Calhoun faces home state team Rutgers in possible last game in East Lansing

This week, Michigan State’s Shilique Calhoun will get his first chance to see what all the fuss is about when it comes to playing with hometown bragging rights on the line.

Sixty-three percent of the players listed on the Spartans’ roster grew up in Michigan or Ohio. Each year, those guys get a chance to take on friends from their old neighborhoods or youth league teams in annual battles against Michigan and Ohio State. The chance to beat your home state is one of the many motivational arrows head coach Mark Dantonio has stashed in the quiver that keeps his team feeling perpetually slighted.

“It's very, very special when you have an opportunity to play against your home state,” Dantonio said. “That’s important this week for Shilique.”

On Saturday, the junior pass-rushing terror from Middletown, New Jersey get his first swing against Rutgers, the Big Ten newcomers with a campus 30 minutes from where Calhoun grew up.

Calhoun passed on a Rutgers scholarship and the chance to play in front of his family on a regular basis when he chose to play for Dantonio in 2011. Rutgers was a Big East school at the time, and Calhoun had no expectations of squaring off with the Jersey-laden Scarlet Knights during his college career.

“It’s going to be a statement game for me on the reason why I chose to come here,” Calhoun said. “It’s one of those games. That state game is where you’re from. The Ohio guys have Ohio State. The Michigan guys have Michigan. Finally, we have our moment too.”

The 6-foot-5, 256-pound Calhoun has had his share of other notable moments in his three seasons on the field in East Lansing. He scored three touchdowns and racked up 7.5 sacks last season en route to being named the Big Ten’s defensive lineman of the year. As a second-team All American, he was expected to be one of the most prolific pass rushers in the country this season and earn himself a big paycheck when he jumped to the NFL the following year.

The 2014 season didn’t start at same breakneck pace for Calhoun. After the buzz around him quieted in late September, he started to find his stride again. Heading into the final home game of the season, he is one sack shy of matching his 2013 total.

Dantonio and Calhoun’s teammates say the added pressure and national spotlight didn’t change the way the defense’s star prepared. The loss of several key starters, though, left Calhoun with the feeling that he needed to do more for his team than he had in the past.

“I was trying to do too much, do above my job,” he said. “I think that’s what really hurt me. Now I understand this is the system. This is why I’ve been successful, because I’m trying to fit into the system. It’s allowing not only myself, but my teammates to make plays. As the season progresses, it starts to get easier and easier for me.”

Michigan State tackle Jack Conklin, who has the pleasure of squaring off with Calhoun on a daily basis, said his practice adversary was trying to add a slew of new weapons to his pass-rushing repertoire at the start of the season. When he pared down the list of new tricks and got back to what he did best, Conklin noticed the difference.

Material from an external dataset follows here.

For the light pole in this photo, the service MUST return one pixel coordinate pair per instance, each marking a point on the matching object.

The spotlight on Michigan State's team has faded, too, in the two weeks since their loss to divisional rival Ohio State. The Spartans dropped out of the race for a playoff spot and slipped below college football's national radar. Calhoun and the defense responded in their following game by holding Maryland to six rushing yards during a 37-15 win that wasn’t as close as the final score indicated.

The win squashed any theories that Michigan State’s motivation would peter away without the goal of playing for a national title hanging in front of it. Conklin said it took a few days for morale to return to the team after the loss to the Buckeyes. When they started hitting each other again, they decided they had plenty left to achieve.

“After everyone stepped back for a second and reevaluated, we realized, really, we’re not in a bad place,” Conklin said. “We didn’t do what we set out to do, but it’s not like we’re going to the Outback Bowl or the Buffalo Wild Wings Bowl. We’re still going to a Rose Bowl-type of game, or we can. That’s still a great accomplishment.”

The Spartans(8-2) checked in at No. 11 in the College Football Playoff rankings this week, leaving them in good position to earn a trip to one of the New Years Day bowls from the selection committee if they win their final two games of the season.

That begins Saturday against Rutgers in a big game for Calhoun. He said when he first learned that Rutgers was joining the conference this season, he hoped that the two teams would meet in New Jersey this season.

Michigan State will travel to Rutgers next season, but it isn’t clear if Calhoun will still be around to play in front of a home crowd. He remains one of the top pro prospects in the Big Ten and a potential early pick in this spring’s NFL draft. Many assume that this Saturday will be his final game at Spartan Stadium, but Calhoun cautioned that he hasn’t made a decision yet.

"You know what happens [when] you assume," he said. "I'm just going to leave it at that. We'll see what happens. Right now, I'm just excited about playing Rutgers this year."